Esse mito, aprendi com o cacique Yawanawa, Biraci. Reza a lenda que os primeiros habitantes da floresta queriam saber o que havia lá longe, do outro lado da margem rio, onde ninguém nunca havia chegado e mal podiam avistar. Neste tempo os bichos também falavam e o primeiro homem foi falar com o Jacaré para ver se ele podia levar alguns homens até lá. O Jacaré percebendo o tamanho da curiosidade dos homens resolveu negociar o serviço: se você me trouxer comida todos os dias, aí eu levo vocês para conhecer a outra margem daqui há algumas luas. Mas só não pode me trazer carne de filhote de jacaré, certo?

 

            Os dias se passaram com os homens levando boa caça para o jacaré e nada de chegar o evento da famosa travessia. O jacaré no bem bom ia enrolando e adiando para poder comer cada vez mais sem se esforçar, as custa da curiosidade dos humanos. Aquilo já estava cansando os homens, até que um deles resolveu que o jacaré já estava abusando e ao invés de buscar a caça no meio da floresta matou ali mesmo uns filhotes de jacaré pensando que no meio do resto da caça dos outros homens, o jacaré nem ia notar a diferença. Mas que engano, ninguém percebeu a mentira do preguiçoso, exceto o Jacaré, é claro!

 

             No dia seguinte, o Jacaré anunciou ter chegado a hora da travessia, deixou que subissem em suas costas tantos quanto podia levar e partiram em direção à outra margem. No meio da travessia, o Jacaré começou a sacudir o seu corpo e todos foram lançados longe: um foi parar na China, outro no fim do mundo, outro no Rio de Janeiro, uns foram parar até além do oceano, cada um mais longe que o outro, em lugares que nunca tinham visto antes e não sabiam mais como voltar para casa, para sua família, e seus amigos da tribo.

 

             Então o primeiro homem do mundo que tinha ficado na margem esperando para saber o resultado da aventura ficou também com muita saudade dos seus amigos e entrando em sintonia com o voo da grande arara amarela levou uma mensagem através do canto kanaro para lembrar a cada humano espalhado pelo mundo que éramos todos da mesma tribo, que vínhamos da mesma fonte sagrada, que somos todos parentes.

 

            Kanaro é um canto sagrado arquetípico dos yawanawá. "Kanarô", para os índios Yawanawá, significa uma saudade imensa, uma saudade de chorar!

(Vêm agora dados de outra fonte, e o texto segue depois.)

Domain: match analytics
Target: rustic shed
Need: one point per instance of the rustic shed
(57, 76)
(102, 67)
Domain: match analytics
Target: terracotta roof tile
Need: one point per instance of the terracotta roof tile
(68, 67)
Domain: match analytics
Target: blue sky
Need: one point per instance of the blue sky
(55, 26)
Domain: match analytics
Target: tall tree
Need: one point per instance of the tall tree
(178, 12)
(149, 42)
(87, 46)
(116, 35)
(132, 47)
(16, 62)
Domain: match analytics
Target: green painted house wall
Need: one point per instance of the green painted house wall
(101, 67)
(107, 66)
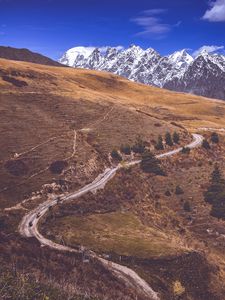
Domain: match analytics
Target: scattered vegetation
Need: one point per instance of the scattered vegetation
(58, 166)
(126, 149)
(179, 190)
(168, 139)
(150, 164)
(115, 155)
(187, 206)
(205, 144)
(139, 146)
(214, 138)
(159, 145)
(185, 150)
(215, 194)
(176, 137)
(16, 167)
(178, 289)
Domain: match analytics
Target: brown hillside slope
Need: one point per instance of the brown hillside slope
(41, 105)
(53, 117)
(192, 111)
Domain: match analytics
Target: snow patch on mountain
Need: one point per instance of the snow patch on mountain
(178, 71)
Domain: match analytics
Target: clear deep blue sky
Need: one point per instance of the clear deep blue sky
(52, 26)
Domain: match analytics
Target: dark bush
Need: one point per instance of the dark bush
(126, 149)
(168, 139)
(16, 167)
(176, 138)
(150, 164)
(139, 146)
(179, 190)
(185, 150)
(205, 144)
(115, 155)
(168, 193)
(57, 166)
(187, 206)
(159, 145)
(215, 138)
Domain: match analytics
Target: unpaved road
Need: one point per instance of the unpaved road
(29, 224)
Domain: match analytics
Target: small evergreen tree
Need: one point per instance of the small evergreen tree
(185, 150)
(159, 145)
(216, 176)
(179, 190)
(215, 194)
(126, 149)
(215, 138)
(115, 155)
(168, 139)
(139, 146)
(150, 164)
(176, 137)
(187, 206)
(205, 144)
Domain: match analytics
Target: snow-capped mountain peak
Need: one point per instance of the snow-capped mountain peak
(178, 71)
(180, 57)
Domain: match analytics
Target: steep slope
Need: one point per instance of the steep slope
(203, 75)
(26, 55)
(57, 131)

"Kanarô, terê-tê-intê, Kanarô terê-tê-intê", canta todo o povo Yawanawá, reunido logo de manhã cedo em grandes rodas formadas no meio do terreiro central da aldeia Nova Esperança. Nus da cintura para cima e pintados em incríveis desenhos (kenês), capturados durante as viagens espirituais das mulheres que tomam Uni, os índios dançam e cantam antigas e belas canções, que mais parecem hinos e que falam da floresta, dos animais, das aves, da água, do vento, do ar.

 

            Este canto nos conduz ao tempo e ao vento que nos leva ainda hoje com a Arara gigante amarela, a ave que voa mais alto no mundo, atravessando de um lado para outro do rio, levando a mensagem de saudade e a pureza para os corações dos homens, das mulheres, das crianças e dos velhos. Voamos com ela rumo a um mundo novo, cheio de paz, saúde, solidariedade, amor e alegria.

E como ensina o Biraci: “Kanarô não se traduz. Ela tem uma tradução sentimental. É um canto que fala da lembrança aos parentes ou a alguém que você gosta muito, da saudade dessas pessoas. É um canto que traz a melodia mais antiga da nossa civilização, onde o homem canta com saudade de sua família.”

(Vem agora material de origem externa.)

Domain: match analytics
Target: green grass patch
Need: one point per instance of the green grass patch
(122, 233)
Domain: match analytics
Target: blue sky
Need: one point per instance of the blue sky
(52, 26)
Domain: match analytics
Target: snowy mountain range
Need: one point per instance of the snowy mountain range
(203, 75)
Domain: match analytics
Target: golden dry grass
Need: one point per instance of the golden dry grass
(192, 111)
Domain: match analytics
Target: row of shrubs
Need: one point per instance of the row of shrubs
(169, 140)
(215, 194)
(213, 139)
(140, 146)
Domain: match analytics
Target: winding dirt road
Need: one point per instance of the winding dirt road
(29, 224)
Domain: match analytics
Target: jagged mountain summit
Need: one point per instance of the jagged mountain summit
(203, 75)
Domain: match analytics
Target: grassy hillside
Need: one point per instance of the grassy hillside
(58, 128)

Pergunta: Quem são as pessoas queridas, muito importantes em nossas vidas que andam esquecidas, perdidas no tempo/espaço?

 

Mandinga: Leve uma mensagem de amor, um canto significativo e, se puder faça contato direto. Se não for possível, só cante e dedique o canto da sua alma. Lembre-se das coisas boas, vividas juntas e diga ou escreva sobre como essas lembranças são importantes para você. Desfrute da partilha, lembrando que somos todos um.